No, it’s not okay for lawyers to charge fees significantly higher than their hourly rates as
an ironic response to client complaints that bills are too large under the hourly-fee system.
Fiduciaries don’t manipulate clients to reduce their price sensitivity. Period.
[Ron] Baker is right about one thing: better service will help create client loyalty and attract
new clients. However, where I come from, excellent service is part of the regular fee.
“ron baker & price sensitivity” (April 21, 2005)
It seems [according to Baker] that clients, properly ”leveraged,” will offer to pay two or three times as much (sometimes ten times as much) as a professional’s regular fees, and the professional can sit back and rake it in, righteously smoting the evil hourly billing system and increasing the client’s perceived value. (The shrewd professional will even give the client a discount off the 200% or 300% premium fee the client has offered to pay — earning both merits points in ethical-code heaven and the client’s trust and loyalty.)
.. “fee fie foe and fum” (Jan. 5, 2005)
The verse from Jack and the Beanstalk seems more relevant than ever to America’s lawyers. When it comes to fees, our legal profession is fiddling away its scant goodwill, while its clients — and youngest members — scream ”fie” and are treated like foes.

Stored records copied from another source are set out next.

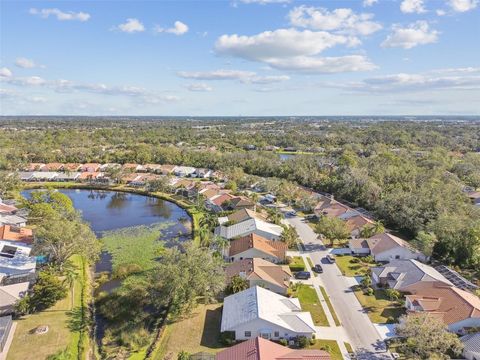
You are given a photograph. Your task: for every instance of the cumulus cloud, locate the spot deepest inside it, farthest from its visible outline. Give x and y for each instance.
(240, 75)
(294, 50)
(131, 26)
(5, 72)
(342, 20)
(60, 15)
(440, 79)
(26, 63)
(368, 3)
(199, 87)
(178, 28)
(412, 6)
(462, 5)
(415, 34)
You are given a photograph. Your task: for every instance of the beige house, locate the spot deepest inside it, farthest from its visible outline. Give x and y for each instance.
(262, 273)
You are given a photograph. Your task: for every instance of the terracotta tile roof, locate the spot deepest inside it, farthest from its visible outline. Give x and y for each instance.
(72, 166)
(273, 248)
(53, 166)
(245, 214)
(449, 303)
(14, 233)
(262, 349)
(357, 222)
(259, 269)
(8, 209)
(385, 241)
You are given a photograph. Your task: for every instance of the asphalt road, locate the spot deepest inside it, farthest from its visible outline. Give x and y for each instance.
(363, 336)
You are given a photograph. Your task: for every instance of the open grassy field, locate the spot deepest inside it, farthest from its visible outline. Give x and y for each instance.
(350, 267)
(331, 346)
(379, 307)
(59, 319)
(199, 331)
(309, 301)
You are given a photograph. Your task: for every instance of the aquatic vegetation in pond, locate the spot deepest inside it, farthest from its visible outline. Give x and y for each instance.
(134, 249)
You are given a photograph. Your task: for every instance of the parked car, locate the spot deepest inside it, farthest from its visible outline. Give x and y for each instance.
(303, 275)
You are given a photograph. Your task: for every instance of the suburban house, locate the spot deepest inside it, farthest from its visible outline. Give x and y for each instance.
(202, 173)
(262, 273)
(385, 247)
(260, 312)
(457, 308)
(15, 220)
(250, 226)
(10, 294)
(403, 274)
(255, 246)
(241, 215)
(90, 167)
(53, 167)
(15, 259)
(184, 171)
(471, 346)
(262, 349)
(73, 167)
(68, 176)
(19, 235)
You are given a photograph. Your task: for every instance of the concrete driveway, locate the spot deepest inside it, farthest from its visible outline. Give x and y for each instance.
(361, 332)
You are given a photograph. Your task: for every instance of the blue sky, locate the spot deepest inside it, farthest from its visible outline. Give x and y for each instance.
(240, 57)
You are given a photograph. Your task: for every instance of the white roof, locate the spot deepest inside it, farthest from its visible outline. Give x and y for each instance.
(247, 227)
(259, 303)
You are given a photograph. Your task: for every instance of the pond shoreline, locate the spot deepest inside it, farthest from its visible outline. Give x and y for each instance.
(189, 209)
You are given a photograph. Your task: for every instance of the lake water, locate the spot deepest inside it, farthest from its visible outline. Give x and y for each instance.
(112, 210)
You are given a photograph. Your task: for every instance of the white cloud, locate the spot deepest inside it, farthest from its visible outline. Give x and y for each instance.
(131, 26)
(325, 65)
(200, 87)
(294, 50)
(281, 43)
(178, 28)
(342, 20)
(412, 6)
(5, 72)
(240, 75)
(368, 3)
(418, 33)
(60, 15)
(440, 79)
(462, 5)
(265, 2)
(26, 63)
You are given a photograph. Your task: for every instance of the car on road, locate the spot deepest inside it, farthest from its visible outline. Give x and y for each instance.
(303, 275)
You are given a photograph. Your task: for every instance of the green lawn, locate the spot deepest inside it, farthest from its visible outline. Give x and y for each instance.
(309, 301)
(331, 346)
(379, 308)
(297, 264)
(349, 267)
(330, 306)
(200, 331)
(26, 345)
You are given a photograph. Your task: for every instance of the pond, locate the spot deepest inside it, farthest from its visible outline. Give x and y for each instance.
(109, 212)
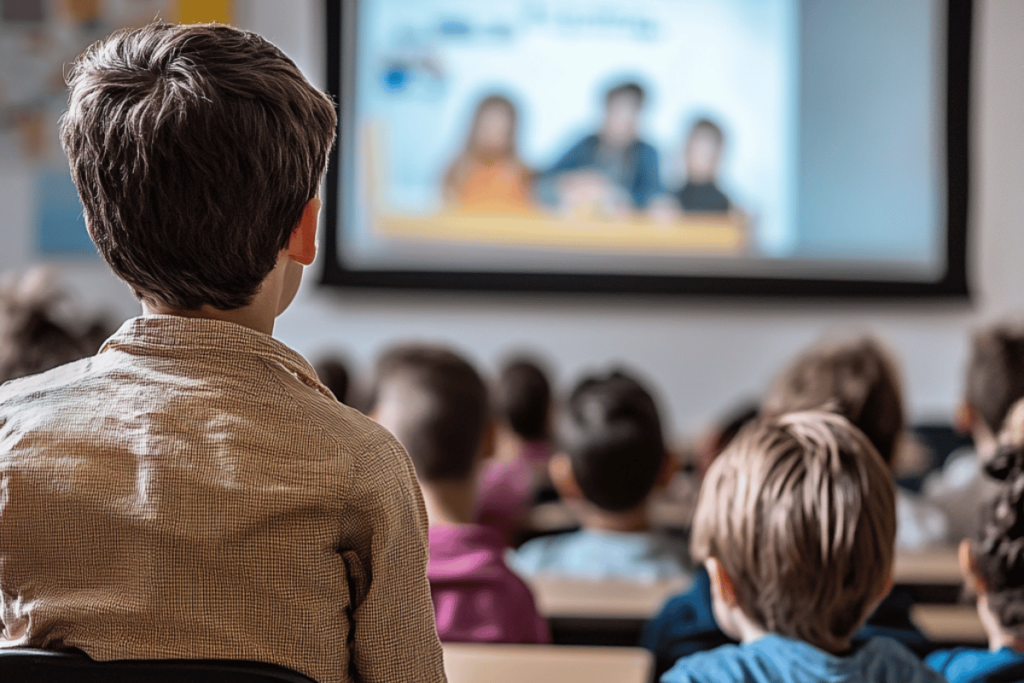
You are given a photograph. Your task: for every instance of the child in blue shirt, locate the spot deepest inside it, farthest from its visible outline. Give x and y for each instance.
(610, 458)
(796, 525)
(993, 567)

An example is found in the latest cover story of Washington Lawyer, which is one more lament over “The Tyranny of the Billable Hour.” (Jan. 2005) The Billable Hour, rather than lawyer/law-firm greed, is cast as the evil source of lawyer discontent and lousy lifestyles. It’s as if the writer and interviewees honestly believe law firms who shift to other billing methods will gladly allow each lawyer to generate less income. If you happen to see any hint of such an attitude (for instance, here or there), please let us know. Until there’s proof to the contrary, the track record of the profession suggests that lawyers will either charge more while working less, or work just as much while collecting at least as much in fees, which will merely be structured differently.
“ethics aside” (April 8, 2005)
Just as Prof. Yabut decried the abuse of ellipses, f/k/a’s editor emeritus ethicalEsq
is getting a little annoyed by the ”ethics aside” approach of the gurus and evangelists
of law firm branding, marketing and alternative or value pricing. They offer the easily-
tempted lawyer a paradise of premium clients and fees, with increased profits, while
never probing the ethical and fiduciary duties of the lawyer to insure that the client is
fully informed, treated fairly (and without manipulation) and, in the end, charged a fee
that is reasonable for competent and diligent services.